Concerned by what is really happening on the business distress front as the Insolvency Service releases its statistics for June 2024, we asked Nick Hood, Senior Business Adviser at the Opus Business Advisory Group to drill down into the figures and come up with some conclusions.

“The final tally of insolvencies for 2023 saw the all-time record broken with 26,608 companies filing for one of the various formal procedures.  The rolling 12-month figure up to June 2024 now stands at 26,688, just above that calendar year record and marginally below the peak of 27,013 for the 12 months to February 2024.”

“What is clear from a deeper analysis is that there is small but definite recovery in the number of business rescues being attempted through the Administration or Company Voluntary Arrangement (CVA) route.  The rolling 12-month figure to June 2024 saw 2,006 of these cases, compared to only 1,613 up to June 2023, an increase of 24%.  There is a way to go to reach the immediate pre-pandemic levels of 2,263 up to February 2020, but there is an identifiably positive trend indicating a rise in business confidence, even in the face of insolvency.”

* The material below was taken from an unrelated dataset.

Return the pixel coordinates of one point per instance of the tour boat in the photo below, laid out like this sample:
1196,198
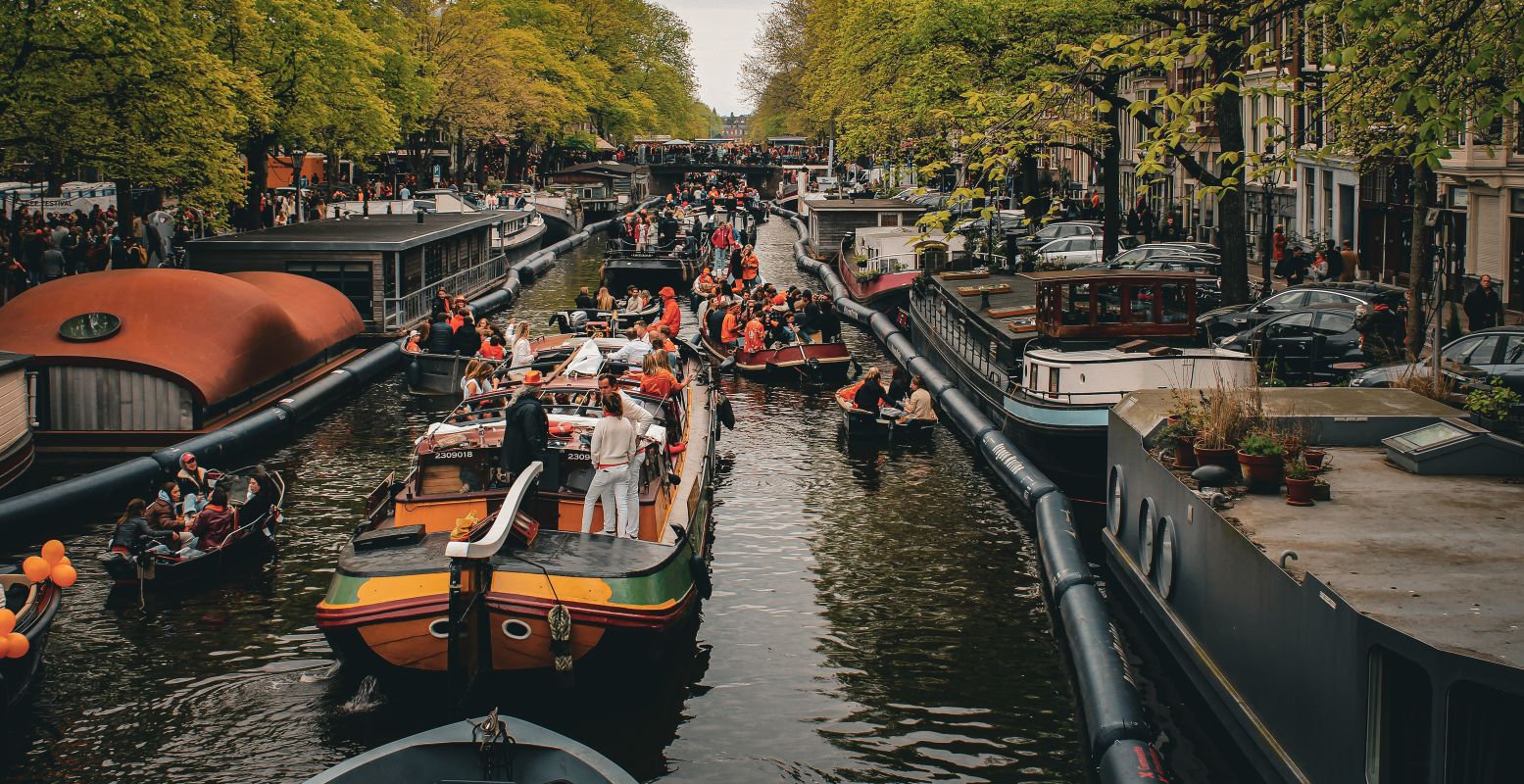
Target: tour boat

“Which sectors are being affected the most by the record level of insolvencies?  Ever since detailed industry analysis has been made available by the Insolvency Service, construction has fared worst.  In the year to May 2024, it accounted for 17% of failures – 4,287 in all – reflecting endemic low margins, excess competition, supply chain abuse and poor levels of financial resources, especially for smaller sub-contractors.”

“Hospitality is probably the area most seriously affected by the pandemic and more recently by the cost-of-living crisis, which has severely restricted the spending power of so many consumers.  There were 3,752 hospitality failures up to May 2024, some 15% of the total.  Retail might be expected to match this level of distress, but has done better, seeing only 9% of corporate insolvencies.  The final two badly affected sectors have been manufacturing and professional services, both experiencing an insolvency rate of 8% of the total.”

“Where will insolvency numbers head from here if more positive figures on the economy continue to emerge?  GDP growth in May was encouraging at 0.4% (double expectations), inflation has plateaued precisely at the Bank of England’s target rate of 2% and the labour market has eased, although pay rises are still running hot at over 5%.  Ironically, an improving economic background may bring a surge in failures as businesses with balance sheets still damaged by the pandemic expand too quickly and run out of cash.”

“The next few months’ insolvency statistics will be interesting indicators of whether embattled companies will benefit from a rise in business confidence and live to fight another day, following the change of government and its much-heralded dash for growth.”